Executive director Lorrie Wasyliw in an email noted all first stage transition houses in B.C. have been declared as essential services, so they have continued to stay open to receive and support new clients.

They have implemented measures to accommodate the need for safety from exposure, such as masks, gloves and constant disinfecting.

While they have been able to access a limited amount of those supplies and are waiting for replenishment supplies from B.C. Housing, they have also pursued other sources, said Wasyliw.

Meantime, meals are being prepared and served according to a social distancing framework.

“We have reduced the number of residents we can have at any given time to meet the social distancing guidelines. BC Housing has booked suites in a hotel on our behalf so we can place families safely there. We have used that option twice so far. Along with our regular crisis line, we are making arrangements to open a crisis text line so we can continue to respond to women who are unable to leave an unsafe situation at this time,” she added.

“It has been a stressful time. We had a significant scare as several individuals became ill with potential COVID symptoms and we moved to a self-isolating status,” Wasyliw said.

“The good news is that we were finally added to the list for eligible testing over the Easter weekend and were able to confirm that both these individuals were negative for the virus.
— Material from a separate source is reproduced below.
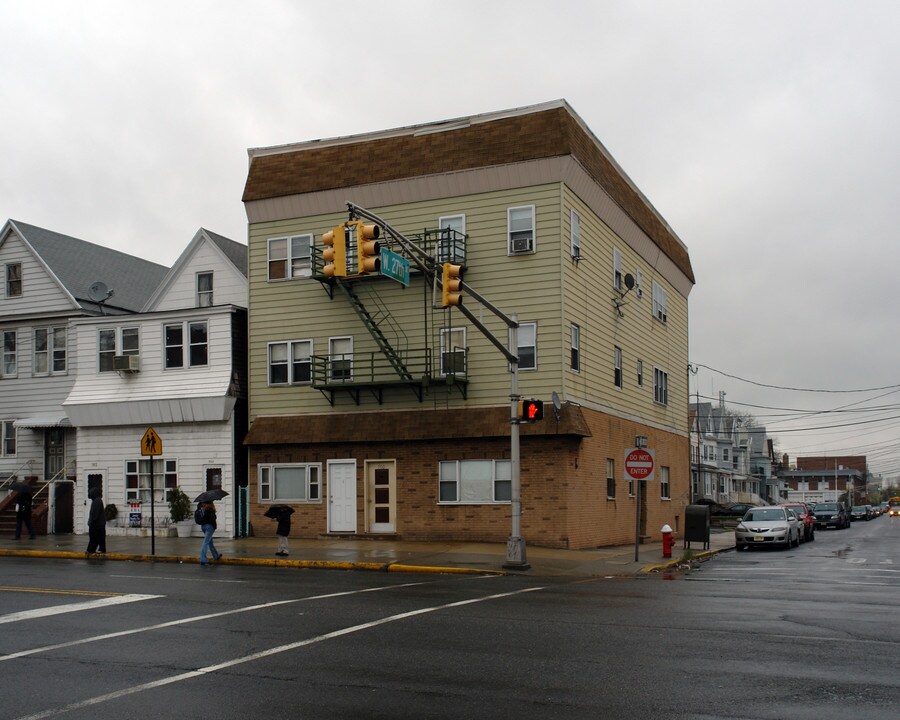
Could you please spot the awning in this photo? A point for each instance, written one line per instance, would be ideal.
(42, 421)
We are doing all we can to protect the safety of everyone who comes into the house as well as the staff.”

The provincial government this week announced it has secured nearly 300 additional spaces in communities throughout B.C. for people leaving violent or unstable situations, with more spaces to come.

These are in addition to more than 100 transition houses and safe homes that the province funds on an ongoing basis.

"Domestic and sexual abuse is not a private matter to be kept behind closed doors. Violence should never be tolerated - not during this pandemic and not ever. It's wrong, and we will be there for people who need our help and a safe place to go, day or night," said Mitzi Dean, Parliamentary Secretary for Gender Equity, in a news release.